The story gives prospective students just a glimpse of Scully's dedication.
From a young age, New York native Scully knew she wanted to be a teacher. By 16, she wanted to teach science, and in college she double majored in physics and Spanish.
Her first exposure to Academic Decathlon was at Granada Hills Charter where she "fell into it" after the administration asked her to teach the class. Soon afterward, she "fell in love with it."
"I have this eclectic education and background. I’m not just a science teacher, I have a master’s in American studies," she said. "I’m weirdly suited for coaching something that is just as eclectic as I am."
The Academic Decathlon consists of 10 subjects: art, economics, essay, interview, language and literature, math, music, science, social science and speech. Team members are well-rounded in each subject — a "jack-of-all-trades," as she puts it.
She moved to Bakersfield with her husband, Bill, and two children, now three, in 2004 and started teaching science at Stockdale High School. She took a break from coaching until 2010 when then-Academic Decathlon coach Dave Brewer said he wanted to step down.
"He said he would give up coaching only to someone who is as passionate about coaching as he is," Scully said.
He found his match.
At Stockdale High School, Academic Decathlon is a club. Her team consists of nine members with three alternates. Only three members can have an A-average, three have a B-average and three have a C-average or lower.

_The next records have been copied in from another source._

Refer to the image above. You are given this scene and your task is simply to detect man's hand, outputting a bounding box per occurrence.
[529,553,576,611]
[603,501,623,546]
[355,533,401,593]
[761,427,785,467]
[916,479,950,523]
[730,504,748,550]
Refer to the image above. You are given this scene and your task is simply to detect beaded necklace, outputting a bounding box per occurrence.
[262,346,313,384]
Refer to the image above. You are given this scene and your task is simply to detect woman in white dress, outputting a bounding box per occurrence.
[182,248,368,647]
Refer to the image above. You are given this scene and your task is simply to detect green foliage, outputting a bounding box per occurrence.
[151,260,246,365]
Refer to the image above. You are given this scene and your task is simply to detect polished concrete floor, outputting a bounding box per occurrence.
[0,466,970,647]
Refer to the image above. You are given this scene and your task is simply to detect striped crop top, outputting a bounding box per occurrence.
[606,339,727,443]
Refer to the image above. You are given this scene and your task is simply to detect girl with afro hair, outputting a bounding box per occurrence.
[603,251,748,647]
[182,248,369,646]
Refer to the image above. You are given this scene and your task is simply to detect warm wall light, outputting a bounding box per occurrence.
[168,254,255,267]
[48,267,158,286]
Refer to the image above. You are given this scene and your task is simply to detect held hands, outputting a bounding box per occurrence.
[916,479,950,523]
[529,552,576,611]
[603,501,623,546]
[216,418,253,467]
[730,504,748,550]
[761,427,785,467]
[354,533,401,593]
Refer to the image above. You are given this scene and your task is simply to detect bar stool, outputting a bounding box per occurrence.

"I need kids who have literally gone through high school failing classes, but are super crazy smart," she said. "They just haven’t been successful in school because something happened, they dealt with addiction or family issues or they don’t like school."
In turn, many of her students, such as team co-captain Robert Marentes and captain of the speech, interview and essay subjects Medha Panchal, find themselves improving in their classes.
"Academic Decathlon showed me my capabilities, and I’m ever grateful for it," Panchal said. "I used to have a really bad reputation as a student, and this taught me I can do anything."
"I don’t like school. It’s not that I don’t like learning, it’s that the system itself doesn’t work for me," Marentes explained. "But as I started Academic Decathlon and I got diagnosed with ADHD at 16, I started being able to work around it and work more with the system and started doing better."
Stockdale has won the county title every year since 2013 and has gone to state 10 years in a row. Just last month as the team represented Kern County in the 40th annual California Academic Decathlon, several of her students won medals against 600 students in the state. But co-captain Emma Fox said awards do not matter to Scully.
"She’s really nice and supportive, even if we don’t get a medal she tells us we’re amazing," Fox said.
With all the hours of dedication she shows her team, Scully's students are there for her as well. After her husband died unexpectedly on Feb. 24, the team stood by her side.
"The entire team came to visit, and they were wonderful and themselves," she said. "This group is one of the warmest and most incredible."
Despite all of life's ups and downs, they are already focused on next year, and seven team members are returning. As she prepares another "powerhouse" team, it feels bittersweet.
"This time next year I’ll need some emotional support (when they graduate). I will be incredibly proud as I come home to sob hysterically," she said.
Editor's Note: This story has been undated to reflect Scully moved to Bakersfield in 2004.